Perhaps more examples of truly distinct communities within this country will be submitted to the Committee on Procedure and House Affairs-I am not sure-but it would certainly be the proper place to make these submissions, as well as adjust other criteria.
I think the government made a wise decision to stop the train at the first opportunity, in other words, before it would be to expensive to do so. The Official Opposition is not in the habit of making frivolous compliments. However, I think the government acted sensibly by intervening in the readjustment process at the earliest opportunity, instead of waiting, as the previous government so often did on other occasions, until all public money was spent before stopping the train. It waited until we had paid our fare and the train had reached the station.
If the train must be stopped, and we on this side of the House believe that it should be stopped, we can at least save on the fuel and the staff we need on board that train.

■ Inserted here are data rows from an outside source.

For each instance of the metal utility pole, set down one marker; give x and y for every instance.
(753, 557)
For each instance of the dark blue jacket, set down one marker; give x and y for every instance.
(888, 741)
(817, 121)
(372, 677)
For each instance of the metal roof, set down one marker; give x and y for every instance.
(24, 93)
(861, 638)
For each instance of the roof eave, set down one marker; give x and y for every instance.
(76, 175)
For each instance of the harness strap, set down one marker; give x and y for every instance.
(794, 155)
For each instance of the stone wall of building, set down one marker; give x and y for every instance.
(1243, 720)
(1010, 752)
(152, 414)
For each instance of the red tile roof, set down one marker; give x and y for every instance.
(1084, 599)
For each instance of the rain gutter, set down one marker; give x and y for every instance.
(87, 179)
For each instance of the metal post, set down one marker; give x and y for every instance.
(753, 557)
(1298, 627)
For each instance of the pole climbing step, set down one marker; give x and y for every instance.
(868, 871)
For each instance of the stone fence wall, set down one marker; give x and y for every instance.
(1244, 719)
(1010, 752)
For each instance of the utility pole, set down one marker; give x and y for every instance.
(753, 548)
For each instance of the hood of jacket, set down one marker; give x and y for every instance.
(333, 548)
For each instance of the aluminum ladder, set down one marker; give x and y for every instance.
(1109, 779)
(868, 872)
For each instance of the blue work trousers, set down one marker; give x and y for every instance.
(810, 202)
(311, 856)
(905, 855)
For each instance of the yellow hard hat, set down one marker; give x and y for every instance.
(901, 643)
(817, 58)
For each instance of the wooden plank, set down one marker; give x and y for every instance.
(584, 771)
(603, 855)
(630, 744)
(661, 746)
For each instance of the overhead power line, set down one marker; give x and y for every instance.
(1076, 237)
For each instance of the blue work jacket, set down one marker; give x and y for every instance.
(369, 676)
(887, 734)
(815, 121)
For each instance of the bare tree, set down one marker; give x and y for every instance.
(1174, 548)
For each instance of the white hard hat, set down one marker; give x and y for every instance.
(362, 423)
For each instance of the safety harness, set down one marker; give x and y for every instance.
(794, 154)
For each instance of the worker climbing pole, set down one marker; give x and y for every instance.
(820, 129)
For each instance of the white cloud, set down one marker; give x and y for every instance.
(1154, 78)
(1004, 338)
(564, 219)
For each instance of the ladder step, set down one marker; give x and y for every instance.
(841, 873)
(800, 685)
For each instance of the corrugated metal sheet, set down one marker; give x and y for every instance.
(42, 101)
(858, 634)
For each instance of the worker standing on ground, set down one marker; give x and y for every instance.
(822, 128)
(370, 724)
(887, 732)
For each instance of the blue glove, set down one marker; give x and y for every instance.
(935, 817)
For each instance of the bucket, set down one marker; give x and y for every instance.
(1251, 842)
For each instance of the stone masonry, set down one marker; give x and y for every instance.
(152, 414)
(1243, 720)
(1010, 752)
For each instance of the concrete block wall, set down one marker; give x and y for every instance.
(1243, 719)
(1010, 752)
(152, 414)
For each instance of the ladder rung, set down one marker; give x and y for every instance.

In any case, I do not support the argument that since a certain amount of money was authorized during the 34th Parliament, we should go ahead.
I believe that on October 25 of last year, we made a dramatic turn, at least in Quebec. We will see in the months to come whether or not this also applies to the other side. We should not feel overly bound by the decisions of the 34th Parliament, and in particular by the Lortie report already mentioned by the hon. leader of the government in this House. The Royal Commission on Electoral Reform is only a small part of what we will have to study before we come to some conclusion.
The report of the Lortie Commission should not be the exclusive background or even the only basis on which to build. In fact, the mandate does not set any limits nor give strict criteria to the Standing Committee on Procedure and House Affairs. Therefore, the Committee will be free to act as it sees fit.
To conclude, Mr. Speaker, the Official Opposition will use all its capabilities-God and you know we have a lot-to influence the work of the Standing Committee on Procedure and House Affairs.